Employee turnover affecting your operation?

Farm Forum

BROOKINGS — Employee turnover is a challenge many dairies face, explained Tracey Erickson, SDSU Extension Dairy Field Specialist.

“When dairy producers experience turnover they often ask themselves, ‘is it me or my operation,'” she said.

Erickson explained that in order to examine this question, dairy producers first need to understand how to calculate turnover rates.

“There are two types of turnover – voluntary and involuntary,” she said.

Voluntary turnover is when employees choose to leave a place of employment. Involuntary turnover is when employees are either laid off or dismissed by the employer.

“It is important to note that voluntary turnover is often the rate used to compare employers and is also a direct reflection of employee job satisfaction,” she said. While involuntary turnover, Erickson explained, especially lay-offs, is more a reflection of the overall long-term business management. “But don’t be fooled, employee job satisfaction can also impact a business long-term and its viability,” she said.

So how should a dairy producer calculate voluntary, involuntary and total turnover rates? First, Erickson said, they need to select a period of time, then divide the number of employees who left by the total number of employees at the beginning of the period for each given measure.

For example: Dairy A had 45 employees at the beginning of the year, 7 voluntarily leave the operation, and 2 are dismissed throughout the entire year.

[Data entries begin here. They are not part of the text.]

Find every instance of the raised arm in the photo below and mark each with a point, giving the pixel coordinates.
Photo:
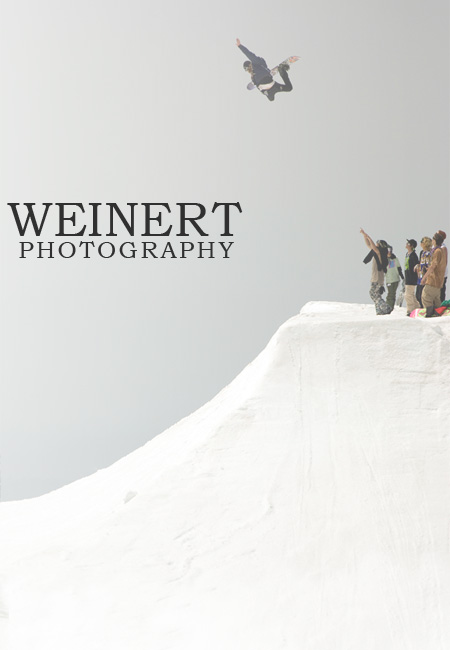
(370, 243)
(253, 58)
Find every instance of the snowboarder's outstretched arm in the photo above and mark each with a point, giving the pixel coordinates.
(256, 60)
(369, 242)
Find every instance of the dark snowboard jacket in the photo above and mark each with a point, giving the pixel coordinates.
(410, 262)
(261, 75)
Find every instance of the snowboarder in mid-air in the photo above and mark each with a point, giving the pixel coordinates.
(262, 77)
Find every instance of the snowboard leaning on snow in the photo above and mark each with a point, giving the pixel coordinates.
(273, 72)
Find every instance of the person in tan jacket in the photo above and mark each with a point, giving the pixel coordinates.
(434, 277)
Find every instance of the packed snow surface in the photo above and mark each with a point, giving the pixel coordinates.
(306, 506)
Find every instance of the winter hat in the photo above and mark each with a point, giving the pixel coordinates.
(426, 243)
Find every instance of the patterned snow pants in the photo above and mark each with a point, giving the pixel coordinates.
(381, 306)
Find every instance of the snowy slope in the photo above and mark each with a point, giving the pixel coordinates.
(306, 506)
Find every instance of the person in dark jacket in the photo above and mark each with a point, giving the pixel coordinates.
(378, 256)
(411, 260)
(261, 77)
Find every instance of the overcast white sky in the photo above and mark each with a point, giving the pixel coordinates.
(147, 102)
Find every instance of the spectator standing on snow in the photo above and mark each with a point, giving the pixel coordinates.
(393, 274)
(378, 255)
(423, 266)
(411, 261)
(445, 249)
(433, 279)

Voluntary Example: 7 left voluntarily ÷ 45 total employees at the beginning of the year = 15.5% voluntary turnover rate

Involuntary Example: 2 left involuntarily (dismissed or laid-off) ÷ 45 total employees at the beginning of the year = 4.4% involuntary turnover rate

Total turnover: 9 total employees left (7 voluntarily + 2 involuntarily) ÷ 45 total employees at the beginning of the year = 20% turnover rate

Why is this important to measure?

Why should dairy producers care about employee turnover? “Turnover costs money and the higher the turnover rate the more money you are losing,” Erickson said.

She uses this example to emphasize her point: All are hourly employees earning around $12/hour, working 50 hours/week calculates to an annual salary of approximately $31,200 for 52 weeks considering no overtime is paid. The estimated cost of turnover for one position is $31,200 at 100 percent to $46,800 at 150 percent. Now take that times the 9 employees that left either voluntarily or involuntarily and had to be replaced in the previous example. That equates to an estimated total turnover cost of $280,000 to $421,200 per year.

Turnover costs go beyond dollars, Erickson explained:

1. Costs associated with the person leaving include losses in productivity, extra management time spent covering for the open position, filling out necessary paperwork, lost employee expertise, unemployment insurance premiums, etc.;

2. Hiring and recruiting costs can include advertising, interviewing, screening and background checks, etc.;

3. Training costs which include materials and time training.

4. Lost Productivity which includes the time it takes a new employee to learn the position and get up to speed, along with the extra time that is lost by management that could be spent in other areas of the business.

5. New Hire costs, which include extra time and paperwork that is necessary when documenting a new employee and bringing them on board.

Erickson said the first step is to decide if a dairy operation has a serious problem or one you can live with begins with examining the turnover rates. “Turnover, in any business with employees is inevitable. In any business the owner determining the major cause of high turnover rates is vital to the long-term viability of the operation,” she said.